DEAR AMY: I have a daughter, 20, who basically won't do anything expected of her. She won't keep her room clean, nor will she do anything else I ask of her. And now she doesn't even come home at night. She keeps throwing in my face the fact that she is 20 and an adult with an almost full-time job (minimum wage, 32 hours a week). I have stated that as of next month I am signing her car over to her and she needs to start paying her own insurance. The month after that she will start paying $20 a week for room and board. I told her adulthood starts now. That did not go over well. Her mother kicked her out a year ago, knowing she had a place to live with me. If something were to happen to her because I kicked her out I would probably step in front of a truck, so I can't do that. Am I approaching this wrong? I don't know what else to do except kick her out.
DEAR MIKE: As long as you sincerely believe that your daughter being on her own would lead to disaster, culminating in you "stepping in front of a truck," she has you right where she wants you.
The fact is, if she is staying out all night, ramming around and basically defying you at every turn, her lifestyle is already pretty risky. It would be best if she left the household.

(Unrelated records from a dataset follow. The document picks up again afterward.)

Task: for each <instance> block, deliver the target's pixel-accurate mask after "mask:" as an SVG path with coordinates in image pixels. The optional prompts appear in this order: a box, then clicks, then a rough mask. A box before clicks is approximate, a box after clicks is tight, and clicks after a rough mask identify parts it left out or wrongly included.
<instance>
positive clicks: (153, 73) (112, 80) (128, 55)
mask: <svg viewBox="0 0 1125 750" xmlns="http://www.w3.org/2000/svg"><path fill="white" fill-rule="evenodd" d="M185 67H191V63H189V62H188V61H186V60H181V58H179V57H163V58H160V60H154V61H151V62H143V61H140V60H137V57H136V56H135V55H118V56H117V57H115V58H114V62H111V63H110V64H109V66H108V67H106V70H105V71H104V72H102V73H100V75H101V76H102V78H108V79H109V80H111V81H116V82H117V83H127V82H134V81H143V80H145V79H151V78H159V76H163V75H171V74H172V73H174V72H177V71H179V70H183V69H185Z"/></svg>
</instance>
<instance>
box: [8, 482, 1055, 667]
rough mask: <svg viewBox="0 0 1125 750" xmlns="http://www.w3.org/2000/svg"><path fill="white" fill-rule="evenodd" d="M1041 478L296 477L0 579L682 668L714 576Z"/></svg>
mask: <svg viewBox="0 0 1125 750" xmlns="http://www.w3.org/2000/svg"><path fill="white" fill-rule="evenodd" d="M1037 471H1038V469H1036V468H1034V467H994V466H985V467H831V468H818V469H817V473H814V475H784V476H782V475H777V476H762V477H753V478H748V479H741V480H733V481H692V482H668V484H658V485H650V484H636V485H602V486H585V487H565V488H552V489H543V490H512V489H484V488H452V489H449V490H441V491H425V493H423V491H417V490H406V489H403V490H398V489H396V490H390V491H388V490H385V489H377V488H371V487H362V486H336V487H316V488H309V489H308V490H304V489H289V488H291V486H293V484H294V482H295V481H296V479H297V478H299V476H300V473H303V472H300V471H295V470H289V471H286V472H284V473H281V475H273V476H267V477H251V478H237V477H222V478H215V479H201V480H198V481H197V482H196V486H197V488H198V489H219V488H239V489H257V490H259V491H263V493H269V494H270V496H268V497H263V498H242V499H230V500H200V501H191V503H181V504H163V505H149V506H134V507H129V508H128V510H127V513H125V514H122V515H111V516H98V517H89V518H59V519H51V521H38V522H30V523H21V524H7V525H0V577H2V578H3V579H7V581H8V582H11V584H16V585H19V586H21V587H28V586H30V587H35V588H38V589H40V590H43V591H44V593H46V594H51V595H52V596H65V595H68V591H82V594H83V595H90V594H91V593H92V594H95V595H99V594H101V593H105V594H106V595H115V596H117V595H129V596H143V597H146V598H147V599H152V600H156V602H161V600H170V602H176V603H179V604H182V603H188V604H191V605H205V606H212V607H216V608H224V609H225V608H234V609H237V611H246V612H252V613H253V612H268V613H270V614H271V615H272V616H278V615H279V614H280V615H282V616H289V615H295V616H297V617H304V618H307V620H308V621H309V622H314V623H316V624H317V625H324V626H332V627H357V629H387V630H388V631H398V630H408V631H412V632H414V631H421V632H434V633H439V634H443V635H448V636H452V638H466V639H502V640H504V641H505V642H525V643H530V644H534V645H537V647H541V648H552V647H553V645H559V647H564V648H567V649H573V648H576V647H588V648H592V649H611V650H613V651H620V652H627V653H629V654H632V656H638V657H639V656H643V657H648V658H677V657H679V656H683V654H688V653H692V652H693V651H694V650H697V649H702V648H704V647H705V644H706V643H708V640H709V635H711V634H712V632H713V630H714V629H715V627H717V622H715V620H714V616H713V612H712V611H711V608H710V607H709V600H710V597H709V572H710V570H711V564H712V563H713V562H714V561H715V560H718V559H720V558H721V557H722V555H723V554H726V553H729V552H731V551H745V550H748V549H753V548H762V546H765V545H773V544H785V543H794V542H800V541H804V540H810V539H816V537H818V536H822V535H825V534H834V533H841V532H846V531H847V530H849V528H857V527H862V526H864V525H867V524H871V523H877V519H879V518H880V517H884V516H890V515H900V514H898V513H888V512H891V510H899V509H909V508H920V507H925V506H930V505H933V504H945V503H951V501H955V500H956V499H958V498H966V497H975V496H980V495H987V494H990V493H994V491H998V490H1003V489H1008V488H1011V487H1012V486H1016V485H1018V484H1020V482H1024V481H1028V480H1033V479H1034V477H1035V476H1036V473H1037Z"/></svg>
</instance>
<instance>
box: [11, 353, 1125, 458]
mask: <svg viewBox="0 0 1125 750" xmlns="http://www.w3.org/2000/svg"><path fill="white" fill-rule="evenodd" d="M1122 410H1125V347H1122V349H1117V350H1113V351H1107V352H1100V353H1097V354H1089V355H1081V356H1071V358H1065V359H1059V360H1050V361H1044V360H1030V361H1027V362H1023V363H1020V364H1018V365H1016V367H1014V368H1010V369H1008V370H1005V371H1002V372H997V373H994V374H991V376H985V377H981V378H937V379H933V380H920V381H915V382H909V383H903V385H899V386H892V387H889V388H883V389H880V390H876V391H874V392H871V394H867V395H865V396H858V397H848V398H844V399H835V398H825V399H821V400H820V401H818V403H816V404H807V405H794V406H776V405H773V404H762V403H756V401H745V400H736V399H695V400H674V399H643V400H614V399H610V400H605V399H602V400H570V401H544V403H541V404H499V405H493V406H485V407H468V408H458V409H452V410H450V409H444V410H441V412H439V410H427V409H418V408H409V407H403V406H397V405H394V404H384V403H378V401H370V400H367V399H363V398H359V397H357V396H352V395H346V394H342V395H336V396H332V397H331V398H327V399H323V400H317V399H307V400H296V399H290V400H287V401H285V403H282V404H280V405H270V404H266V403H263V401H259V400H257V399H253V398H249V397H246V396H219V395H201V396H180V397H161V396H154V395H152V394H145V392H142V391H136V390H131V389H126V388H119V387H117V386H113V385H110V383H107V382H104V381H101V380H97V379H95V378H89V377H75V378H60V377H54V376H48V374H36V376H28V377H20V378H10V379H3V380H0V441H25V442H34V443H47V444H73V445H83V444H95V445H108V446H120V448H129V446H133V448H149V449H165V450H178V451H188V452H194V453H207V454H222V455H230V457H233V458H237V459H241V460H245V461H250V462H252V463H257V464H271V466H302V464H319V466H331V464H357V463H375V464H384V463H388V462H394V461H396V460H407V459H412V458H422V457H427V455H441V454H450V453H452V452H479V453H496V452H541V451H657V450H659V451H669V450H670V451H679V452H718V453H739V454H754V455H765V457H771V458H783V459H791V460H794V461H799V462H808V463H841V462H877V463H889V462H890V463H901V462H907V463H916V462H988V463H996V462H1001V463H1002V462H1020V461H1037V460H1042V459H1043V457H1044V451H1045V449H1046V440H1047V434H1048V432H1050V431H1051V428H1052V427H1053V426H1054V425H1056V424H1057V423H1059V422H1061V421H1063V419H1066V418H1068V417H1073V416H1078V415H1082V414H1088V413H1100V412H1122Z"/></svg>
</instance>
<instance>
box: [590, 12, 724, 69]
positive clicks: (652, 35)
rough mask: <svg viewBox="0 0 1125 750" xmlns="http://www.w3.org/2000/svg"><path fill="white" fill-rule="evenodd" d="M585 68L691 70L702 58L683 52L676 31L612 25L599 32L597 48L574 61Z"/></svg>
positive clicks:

Signing the car over to her, along with its expenses -- is good. But charging her $20 a week for "room and board" creates a false economy, leading her to believe that $20 a week is all it costs to support herself.
Here's an action plan for you: You say, "Honey, it's been real. I love you very much. You have six weeks to find another place to live." She will act out. She will flail and rail against the injustice of it all. You should not react to this.
Help her research single rooms or apartments to share. Otherwise, let her handle it.
Warning: Do not do this unless you develop a spine. Making this statement and then letting her manipulate you out of it would be worse than not doing it at all.